They make their way out onto the playground, and after several close-calls (not helped that Buzz continually tries to charm Jessie romantically), manage to reach the garbage chute. Here, Chatter tells them, is where broken toys are sent, and is the only way out of Sunnyside. However, as the toys prepare to leap to freedom, they are confronted by Lotso, who had "broken" Chatter into informing him of the escape plan, along with several of his henchmen and offers the toys a place in his 'family' on the condition that they agree to remain in the Caterpillar Room, however they refuse to be part of any family that Lotso runs. Ken comes to the side of Woody and the others (due to his love of Barbie), telling the other toys that Lotso transformed Sunnyside from a haven for toys into a prison and put himself in charge. When Lotso tells him that no kid has ever really loved a toy, Woody brings up the subject of Daisy and reminds Lotso that she didn't throw him out but lost him, and reveals to Big Baby that Lotso was the only one that was replaced. He then throws over a name tag that Big Baby once owned with Daisy's name on it. Big Baby picks up the locket, after being reminded of his former owner and it's clear that he still cares about her. Lotso is infuriated by this and snatches the locket and smashes it with his cane and then starts to get abusive towards Big Baby when he starts to cry. Built up from all the anger of the toys trying to escape, Lotso tells the stubborn toys that they a toy is nothing but trash waiting to be thrown away in hopes of getting it through their heads once and for all.

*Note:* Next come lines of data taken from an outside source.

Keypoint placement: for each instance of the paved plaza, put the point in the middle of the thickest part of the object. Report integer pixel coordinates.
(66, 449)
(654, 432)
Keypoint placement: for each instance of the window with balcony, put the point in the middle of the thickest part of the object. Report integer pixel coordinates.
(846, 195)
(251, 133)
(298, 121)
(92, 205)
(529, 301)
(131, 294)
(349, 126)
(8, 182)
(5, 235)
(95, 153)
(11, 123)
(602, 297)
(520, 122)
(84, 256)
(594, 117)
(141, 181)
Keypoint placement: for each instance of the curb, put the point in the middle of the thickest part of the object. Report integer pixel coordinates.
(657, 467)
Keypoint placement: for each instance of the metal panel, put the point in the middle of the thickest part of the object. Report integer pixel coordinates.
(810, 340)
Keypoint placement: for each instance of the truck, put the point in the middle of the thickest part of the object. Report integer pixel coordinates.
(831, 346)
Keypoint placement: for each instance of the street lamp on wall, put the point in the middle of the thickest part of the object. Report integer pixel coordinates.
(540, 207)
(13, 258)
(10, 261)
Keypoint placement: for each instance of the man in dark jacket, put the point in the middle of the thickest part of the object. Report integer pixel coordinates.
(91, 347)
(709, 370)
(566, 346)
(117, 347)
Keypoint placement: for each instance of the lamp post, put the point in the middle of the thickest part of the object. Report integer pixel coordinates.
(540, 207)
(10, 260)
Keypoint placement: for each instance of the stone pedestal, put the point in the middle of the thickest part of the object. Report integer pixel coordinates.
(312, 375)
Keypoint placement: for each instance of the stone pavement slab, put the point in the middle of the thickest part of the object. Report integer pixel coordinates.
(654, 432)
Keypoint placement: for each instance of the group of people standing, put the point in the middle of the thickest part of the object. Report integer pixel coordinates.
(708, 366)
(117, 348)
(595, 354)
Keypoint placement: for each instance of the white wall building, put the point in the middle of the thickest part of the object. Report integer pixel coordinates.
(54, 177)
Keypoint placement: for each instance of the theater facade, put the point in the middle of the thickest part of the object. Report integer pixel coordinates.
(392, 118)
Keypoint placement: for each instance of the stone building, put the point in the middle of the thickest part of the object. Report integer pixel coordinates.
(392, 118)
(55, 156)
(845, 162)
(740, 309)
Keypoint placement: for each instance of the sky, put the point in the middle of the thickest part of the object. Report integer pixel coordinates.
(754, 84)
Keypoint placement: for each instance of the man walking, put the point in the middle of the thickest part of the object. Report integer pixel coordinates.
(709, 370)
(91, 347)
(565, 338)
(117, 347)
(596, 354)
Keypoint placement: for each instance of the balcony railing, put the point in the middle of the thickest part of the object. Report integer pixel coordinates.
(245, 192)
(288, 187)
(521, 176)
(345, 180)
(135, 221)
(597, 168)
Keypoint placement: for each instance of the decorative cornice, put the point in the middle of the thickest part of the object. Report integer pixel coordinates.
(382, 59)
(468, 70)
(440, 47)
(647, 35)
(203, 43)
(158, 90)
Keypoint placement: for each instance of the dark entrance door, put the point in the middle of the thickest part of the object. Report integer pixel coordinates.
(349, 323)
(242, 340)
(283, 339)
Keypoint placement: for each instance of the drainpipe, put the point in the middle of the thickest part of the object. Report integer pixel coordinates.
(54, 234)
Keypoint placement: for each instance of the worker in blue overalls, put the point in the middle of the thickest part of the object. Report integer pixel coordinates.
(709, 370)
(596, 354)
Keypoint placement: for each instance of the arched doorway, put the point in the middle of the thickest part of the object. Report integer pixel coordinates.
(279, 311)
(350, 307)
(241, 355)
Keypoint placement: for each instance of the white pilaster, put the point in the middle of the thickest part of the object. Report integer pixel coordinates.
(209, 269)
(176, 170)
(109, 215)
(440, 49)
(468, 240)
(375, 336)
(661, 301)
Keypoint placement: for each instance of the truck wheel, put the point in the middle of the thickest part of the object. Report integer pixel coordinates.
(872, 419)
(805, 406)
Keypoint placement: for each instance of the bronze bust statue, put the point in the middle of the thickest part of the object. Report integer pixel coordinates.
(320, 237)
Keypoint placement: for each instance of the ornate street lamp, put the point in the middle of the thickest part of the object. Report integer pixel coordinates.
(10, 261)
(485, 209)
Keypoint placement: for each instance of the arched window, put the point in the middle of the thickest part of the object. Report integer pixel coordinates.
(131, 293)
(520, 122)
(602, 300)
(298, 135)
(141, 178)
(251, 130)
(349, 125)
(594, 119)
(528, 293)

This finally makes Big Baby and the other Sunnyside toys see Lotso for his evil, bitter self and Big Baby picks up Lotso and throws him in the dumpster. However, when the garbage truck arrives, Lotso drags Woody into the dumpster with him, and the rest of Andy's toys refuse to abandon him and also jump in while Barbie and Ken are forced to remain behind. Having been thrown into the rear of the truck, a small TV falls on Buzz, resetting him to his normal self with no memory of what happened to him.

The toys find themselves at the Tri-County Landfill, where the aliens notice a large crane in the distance, reciting one of their catchphrases, "The Claw!", and proceed to venture off toward it. The rest of the toys, meanwhile, are dumped onto a long conveyor belt of garbage heading towards a set of shredders. They manage to avoid the shredders, including Lotso, who is helped to safety by Woody and Buzz. The conveyor belt then moves upwards, however, sending them toward the central incinerator. Lotso notices an emergency shutoff switch at the top of a ladder, and with Woody's and Buzz's help, manages to reach it. However, rather than shutting off the belt, Lotso walks away and leaves them to die. The remaining toys are dropped into a large chamber, where the shredded garbage is falling in an enormous bowl toward the central incinerator. The toys seem resigned to their fate, and join hands as they accept their inevitable death. Just then, however, the aliens use the crane's claw to pull them to safety.

Lotso, in the meantime, finds himself strapped to the front of another truck by a garbage man, who claims he once had a Lots-o'-Huggin' Bear toy when he was a kid. Deciding that the attic isn't such a bad place to be sent (when compared to where they've just been), the toys manage to return to Andy's room undetected (riding a 21-year old Sid's garbage truck), where they pack themselves into a box labeled "Attic" and say goodbye to Woody wishing him a good time at college with Andy. However Woody decides he can't allow his friends to be sent to the attic and gets an idea, writing Andy a note suggesting that he gives the toys to Bonnie who he knows will play with and take good care of them. Andy discovers the box, and finds the note Woody left on the top.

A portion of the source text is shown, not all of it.